If Facebook started introducing services in China, it would probably face questions about whether to censor content or share data with Beijing. The latter could be a particularly tricky issue for the social network while it is under scrutiny by the United States government for its handling of user data.

Facebook’s chief executive, Mark Zuckerberg, said in an interview last week with Recode’s Kara Swisher that the company was “a long time away from doing anything” in China. He said Facebook was working on products for China “over the long term,” but added: “We need to figure out a solution that is in line with our principles and what we want to do, and in line with the laws there, or else it’s not going to happen. Right now, there isn’t an intersection.”

Facebook’s fortunes in China follow some progress here for Google, which has also seen its products slowly squeezed out of the market. Over the past year, the search giant has set up an artificial-intelligence research lab in China and introduced several services, including an A.I.-powered sketching game.

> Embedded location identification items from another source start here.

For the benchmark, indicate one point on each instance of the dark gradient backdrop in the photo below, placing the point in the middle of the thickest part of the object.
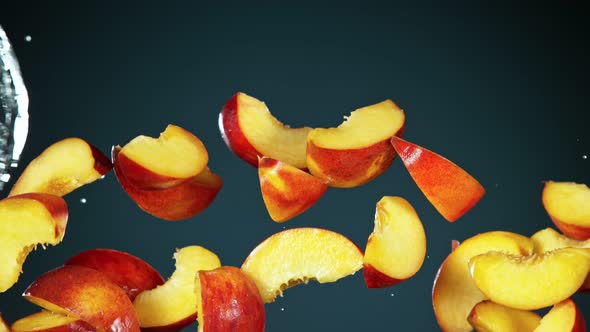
(500, 90)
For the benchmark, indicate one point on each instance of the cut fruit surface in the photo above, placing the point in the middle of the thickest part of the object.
(251, 131)
(532, 282)
(298, 255)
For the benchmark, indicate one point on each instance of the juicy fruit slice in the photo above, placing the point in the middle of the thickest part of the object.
(568, 205)
(226, 290)
(488, 316)
(358, 150)
(449, 188)
(27, 220)
(157, 163)
(61, 168)
(530, 282)
(454, 294)
(86, 294)
(564, 316)
(397, 246)
(173, 305)
(250, 131)
(47, 321)
(286, 190)
(178, 202)
(298, 255)
(131, 273)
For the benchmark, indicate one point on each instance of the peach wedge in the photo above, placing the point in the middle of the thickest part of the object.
(298, 255)
(396, 248)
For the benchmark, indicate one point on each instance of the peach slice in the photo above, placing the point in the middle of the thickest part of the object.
(173, 305)
(564, 316)
(449, 188)
(131, 273)
(397, 246)
(178, 202)
(46, 321)
(228, 300)
(286, 190)
(63, 167)
(251, 131)
(358, 150)
(85, 294)
(454, 294)
(27, 220)
(298, 255)
(157, 163)
(530, 282)
(568, 205)
(488, 316)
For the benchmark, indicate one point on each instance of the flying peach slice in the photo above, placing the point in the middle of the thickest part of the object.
(358, 150)
(61, 168)
(228, 300)
(85, 294)
(449, 188)
(46, 321)
(532, 282)
(131, 273)
(564, 316)
(173, 305)
(397, 247)
(454, 294)
(27, 220)
(490, 316)
(286, 190)
(251, 131)
(157, 163)
(179, 202)
(568, 205)
(298, 255)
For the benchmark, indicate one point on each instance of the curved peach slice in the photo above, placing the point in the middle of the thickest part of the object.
(46, 321)
(568, 205)
(63, 167)
(85, 294)
(450, 189)
(178, 202)
(131, 273)
(173, 305)
(358, 150)
(530, 282)
(454, 294)
(251, 131)
(487, 316)
(286, 190)
(156, 163)
(397, 246)
(298, 255)
(27, 220)
(564, 316)
(224, 290)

To court China, Mr. Zuckerberg previously pulled out all the stops, dining with China’s president, hosting a question-and-answer session in Mandarin at a Chinese university and even once jogging across a smog-choked Tiananmen Square. The company also quietly worked on a censorship tool and released a photo-sharing app in China, called Colorful Balloons, without putting its name to the service.

Despite not having any product or office in China, Facebook still does booming business here. The company sells ads across the world to Chinese companies and the Chinese government. Facebook’s ads are so in demand that China has been the company’s largest source of ad revenue in Asia.

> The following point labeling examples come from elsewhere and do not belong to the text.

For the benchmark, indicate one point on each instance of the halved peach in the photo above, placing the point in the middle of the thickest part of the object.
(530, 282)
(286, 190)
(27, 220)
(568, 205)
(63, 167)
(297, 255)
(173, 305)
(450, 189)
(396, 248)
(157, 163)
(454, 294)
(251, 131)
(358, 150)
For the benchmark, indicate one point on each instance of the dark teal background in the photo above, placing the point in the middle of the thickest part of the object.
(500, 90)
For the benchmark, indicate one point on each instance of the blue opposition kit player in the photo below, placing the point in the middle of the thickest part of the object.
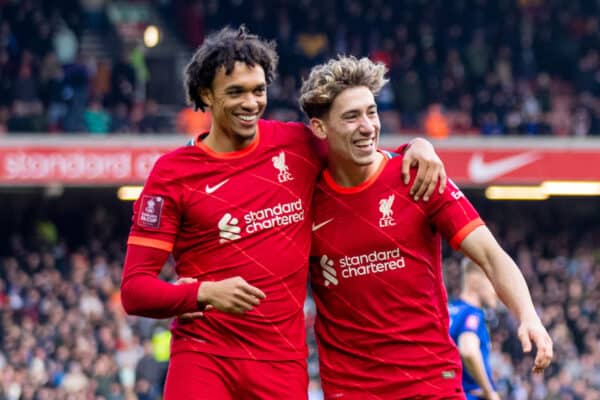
(468, 330)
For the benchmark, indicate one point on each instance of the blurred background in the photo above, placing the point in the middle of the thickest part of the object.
(91, 94)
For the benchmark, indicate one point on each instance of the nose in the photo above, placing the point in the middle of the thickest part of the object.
(366, 125)
(250, 102)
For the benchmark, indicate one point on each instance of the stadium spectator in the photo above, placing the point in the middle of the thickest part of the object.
(533, 75)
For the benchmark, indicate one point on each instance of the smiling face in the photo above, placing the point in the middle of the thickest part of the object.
(237, 101)
(351, 127)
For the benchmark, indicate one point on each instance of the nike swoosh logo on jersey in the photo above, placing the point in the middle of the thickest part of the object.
(322, 224)
(212, 189)
(480, 171)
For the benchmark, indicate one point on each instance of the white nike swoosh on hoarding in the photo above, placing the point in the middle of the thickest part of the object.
(480, 171)
(322, 224)
(212, 189)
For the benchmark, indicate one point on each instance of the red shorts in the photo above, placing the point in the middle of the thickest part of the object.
(356, 391)
(201, 376)
(372, 396)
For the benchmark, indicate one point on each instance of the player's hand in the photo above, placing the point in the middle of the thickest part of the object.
(534, 331)
(430, 169)
(195, 314)
(232, 295)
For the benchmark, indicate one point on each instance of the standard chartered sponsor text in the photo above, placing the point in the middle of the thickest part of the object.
(371, 263)
(280, 214)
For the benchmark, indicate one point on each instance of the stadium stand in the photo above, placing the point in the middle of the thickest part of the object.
(532, 71)
(464, 67)
(64, 334)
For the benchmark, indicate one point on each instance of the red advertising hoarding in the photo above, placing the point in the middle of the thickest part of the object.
(479, 162)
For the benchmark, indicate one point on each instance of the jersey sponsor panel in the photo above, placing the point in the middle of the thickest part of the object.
(356, 266)
(279, 215)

The legal representative for Facebook’s new China subsidiary was the same employee who registered the company that launched Colorful Balloons: Ivy Zhang, Facebook’s chief representative and head of business development in China.

Also on the board of the new subsidiary with Ms. Zhang is William Shuai, Facebook’s China government affairs representative and a former government relations executive at the Chinese search engine Baidu and LinkedIn. Before holding those positions, Mr. Shuai was briefly a low-level official in the Chinese government.